- Battle of Yavi: Part of Argentine War of Independence
| Date | 15 November 1816 |
| Location | Jujuy Province22°07′54″S 65°27′48″W﻿ / ﻿22.13167°S 65.46333°W |
| Result | Royalist victory |

Belligerents
- United Provinces: Spain

Commanders and leaders
- Marquis of Yavi: Pedro de Olañeta

Units involved
- Army of Peru: Royal Army of Peru

Strength
- 600 soldiers: Unknown

Casualties and losses
- 300 prisoners: Very light

= Battle of Yavi =

1816 conflict in Argentine War of Independence

The Battle of Yavi (also called "the Surprise at Yavi") took place on 15 November 1816, and was one of the military battles to obtain Argentina's independence from Spain, but ended in defeat.

== Battle ==

The battle took place when the war between the patriots in Argentina and the royalists in Upper Peru (Bolivia) had been going on for six years. In November 1816, the royalists began a new invasion, advancing with 3,000 men under the command of Pedro Antonio de Olañeta, Juan Guillermo de Marquieguy, and Field Marshal José de la Serna.

The independentist troops in the area were commanded by Juan José Fernández Campero, a Spaniard landowner who supported the revolution. Campero, popularly known as the "Marquis of Yavi", commanded the eastern flank of General Güemes' army.

Unaware of the Spanish advance, Campero arrived at the town of Yavi, north of Humahuaca, on 14 November, in command of 600 men. There, he was surprised the next day by Marquiegui, who first seized their horses, then attacked the town from two directions, obtaining an easy victory. Campero, his second in command, and 300 men were taken prisoner.

== Consequences ==
The battle was a defeat for the Army of the North. As a result, the northern border of the Argentine territory collapsed and the provinces of Salta and Jujuy were invaded by the Spaniards.
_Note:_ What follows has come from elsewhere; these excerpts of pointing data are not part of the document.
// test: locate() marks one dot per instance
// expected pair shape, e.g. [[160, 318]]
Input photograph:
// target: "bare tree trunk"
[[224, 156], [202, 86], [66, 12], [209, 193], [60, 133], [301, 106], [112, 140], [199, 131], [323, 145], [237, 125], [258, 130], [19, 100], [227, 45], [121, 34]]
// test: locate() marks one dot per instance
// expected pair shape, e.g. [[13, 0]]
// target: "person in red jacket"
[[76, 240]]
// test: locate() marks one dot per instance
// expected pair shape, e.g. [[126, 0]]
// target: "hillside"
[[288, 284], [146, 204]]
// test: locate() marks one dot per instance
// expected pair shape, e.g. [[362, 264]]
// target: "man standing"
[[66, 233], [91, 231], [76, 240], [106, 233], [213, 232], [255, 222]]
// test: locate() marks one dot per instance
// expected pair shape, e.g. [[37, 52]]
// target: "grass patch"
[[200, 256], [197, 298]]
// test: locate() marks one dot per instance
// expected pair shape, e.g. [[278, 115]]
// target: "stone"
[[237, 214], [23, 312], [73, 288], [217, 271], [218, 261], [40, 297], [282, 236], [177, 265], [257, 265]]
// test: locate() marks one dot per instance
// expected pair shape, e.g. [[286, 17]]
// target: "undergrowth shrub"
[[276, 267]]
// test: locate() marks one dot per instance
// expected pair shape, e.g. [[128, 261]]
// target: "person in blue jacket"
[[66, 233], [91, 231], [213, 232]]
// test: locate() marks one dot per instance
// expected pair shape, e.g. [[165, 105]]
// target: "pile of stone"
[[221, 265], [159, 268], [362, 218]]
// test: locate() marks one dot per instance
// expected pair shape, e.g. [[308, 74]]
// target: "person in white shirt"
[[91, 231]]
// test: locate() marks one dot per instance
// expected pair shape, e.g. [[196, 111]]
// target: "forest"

The government in Buenos Aires decided then to continue the fight for independence through the Pacific flank (present-day Chile), under the command of General San Martín, while Salta's caudillo Martín Miguel de Güemes led a guerrilla war to keep at bay the royalist army in the northern provinces. This campaign is retrospectively known as La Guerra Gaucha ("The Gaucho War") after a 1905 novel by Leopoldo Lugones.